Recent Spizzichino brand cymbals are crafted from high quality B20 bell bronze discs sourced from Turkey. The first Spizzichinos were made from inexpensive, heavy B20 blanks imported from China. By heating, hand-hammering and lathing the material, Spizzichino sought to bring out desirable sound characteristics often lacking in machine-made modern cymbals. Spizzichino became unsatisfied with the purity of the Chinese material after a couple years, and found a different supplier.

Roberto Spizzichino's cymbals are coveted by jazz drummers seeking the 'old K sound' and are considered rare and collectable, as he made fewer than 3,500 cymbals during his career.

Spizzichino died on November 22, 2011.

===Zyn, Super Zyn & 5 Star Super Zyn===
Zyn cymbals were introduced by Premier Percussion in 1948. They were marketed as affordable instruments with a priority of functionality over musical quality. They were made of nickel-silver alloy and could be purchased with Premier's Olympic-series drum kits. Pairs of concert cymbals were available for marching bands and orchestra.

The professional-grade Super Zyn range followed in 1951, realised in B20 alloy. According to Cymbals Today (a contemporary promotional material published by Premier), these instruments were endorsed by a number of professional jazz drummers, such as Ray Ellington and Eric Delaney. Sizes were 12 inches through 24 inches, in thin, medium-thin, medium or heavy weights. Concert cymbals were available in 14, 15 and 16 inch pairs.

The 5 Star Super Zyn range was announced in 1968, replacing the Super Zyn as Premier's professional-grade cymbal. Like their predecessors, these cymbals were also made of B20 alloy. However, their build was thicker and heavier - similar to the heavy-weight Super Zyns - reflecting contemporary trends in popular music, where denser cymbals were required to meet the increasing volume of amplified instruments in popular music.

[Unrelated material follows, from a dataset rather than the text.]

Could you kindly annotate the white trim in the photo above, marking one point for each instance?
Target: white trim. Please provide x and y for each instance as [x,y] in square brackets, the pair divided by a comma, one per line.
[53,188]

The range began with a 12-inch cymbal, while hi-hats could be specified in 13, 14 or 15 inch pairs. 16, 18, 20 and 22 inch cymbals were all available as a ride, crash, or crash-ride. Sizzle cymbals (factory-fitted with rivets), could be ordered in 18 and 20 inch sizes. Concert cymbals were available in 14, 15 and 16 inch pairs.

There was also a budget alternative to the 5 Star Super Zyn, called the 2 Star Super Zyn. The naming system was a reference to the contemporary octane rating system for leaded petrol in the UK.

Premier also marketed a Zyn 70.

Production of all Zyn types concluded in 1984, replaced by Premier's then-expanding distribution and promotion of Zildjian cymbals. However, the name has since been revived on two occasions, first in the late 1990s with a German-made Zyn. All previous Zyn cymbals featured stamped logos but the Made in Germany Zyn title was stencilled in capital letters. The range consisted of just four cymbal types: pairs of 14 inch hi-hats, 20 inch Medium Ride, plus 16 and 18 inch Crash cymbals. Unlike previous Zyns, there were no concert cymbals or Super Zyn variants marketed on this occasion.

The second and final reintroduction was announced by Premier in 2006: the new Zyn was machine-hammered B20 alloy, while the new Super Zyn was combination hand- and machine-hammered B20 alloy. Both types were made in China and can be identified by their stencilled nametag (distinct from the stencilling of the German-made Zyn range). As with past Zyns, pairs of concert cymbals were also available. Unfortunately, the revival was commercially unsuccessful and the cymbals were only produced for a short period of time.